1. Hours played has nothing to do with a game’s overall quality.

Theoretically, you can enjoy playing a mediocre game for more than 100 hours. I did this with Street Fighter V, the weakest game in that series since the arcade original. The reason I spent so much time with Street Fighter V is that I am a very competitive person who has played every Street Fighter sequel. Similarly, most gamers can name an average or below-average game that they have played with friends for numerous hours. From such observations, we can arrive at another critical truth: enjoyment alone has nothing to do with a game’s overall quality.

2. Hours played often has little to do with whether we love or hate a game in general.

Let’s get one thing out of the way: in many cases, you must spend at least several hours with a game to give it a fair shot. This reminds me of my experience with Arkham Asylum more than a decade ago. I remember playing the first hour of Arkham Asylum at a friend’s, and I could not help but wonder why my friend thought the game was special. The opening was a bit tedious, and the mechanics seemed superficial when I was finally able to engage with them. A year or so later after this first impression, I ended up buying Arkham Asylum. After putting just a little more time into the game, I was able to understand my friend’s adoration (not that understanding someone else’s adoration is the point).

Once you grasp what a game is going for, though, you’re not going to change your mind about it with more hours played. To give a different example, I was annoyed by Persona 5’s approach to tutorialization and storytelling for the first 12 hours that I played it.
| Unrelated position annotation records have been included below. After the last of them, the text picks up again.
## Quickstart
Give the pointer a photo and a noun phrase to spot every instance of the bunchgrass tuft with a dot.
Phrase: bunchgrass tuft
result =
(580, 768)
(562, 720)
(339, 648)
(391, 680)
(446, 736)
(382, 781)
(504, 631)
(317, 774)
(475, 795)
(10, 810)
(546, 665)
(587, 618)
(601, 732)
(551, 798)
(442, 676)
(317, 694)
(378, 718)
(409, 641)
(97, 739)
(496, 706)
After 70 hours, my opinions only became more crystallized. Why? Games are like pop song choruses. They tend to repeat themselves. As such, just as you won’t come to praise what you find to be a crappy pop song after hearing it 100 times, you’re not going to magically fall in love with a game after playing it for 100 hours. You might become more skilled after 100 hours, but you can be good at a game that you think is substantially flawed. It happens all the time.
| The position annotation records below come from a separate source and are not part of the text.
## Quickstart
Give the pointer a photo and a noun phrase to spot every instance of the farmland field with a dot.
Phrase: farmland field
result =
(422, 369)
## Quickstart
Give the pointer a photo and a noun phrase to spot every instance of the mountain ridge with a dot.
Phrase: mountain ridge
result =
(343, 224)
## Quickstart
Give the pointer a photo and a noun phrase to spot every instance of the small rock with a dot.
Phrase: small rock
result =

3. Hours played often has little to do with finishing a game.

First we have to know what we mean with “finishing a game.” If we define it in the simplest way (i.e., if “finishing a game” means to view some version of closing credits), hours played before we finish a game can vary for multiple reasons. Existing skill and the time it takes to improve skill are obvious factors and can lead to fewer or more hours. Another variable is whether the gamer in question is a curious cat. Does this person like to meander about in virtual environments? Does this person, before finishing a story, like to screw around and find different tricks or glitches to “break” the game? Does this person always press any button they can to skip story-focused segments? Does this person get distracted by sidequests? We could ask such questions for a long time.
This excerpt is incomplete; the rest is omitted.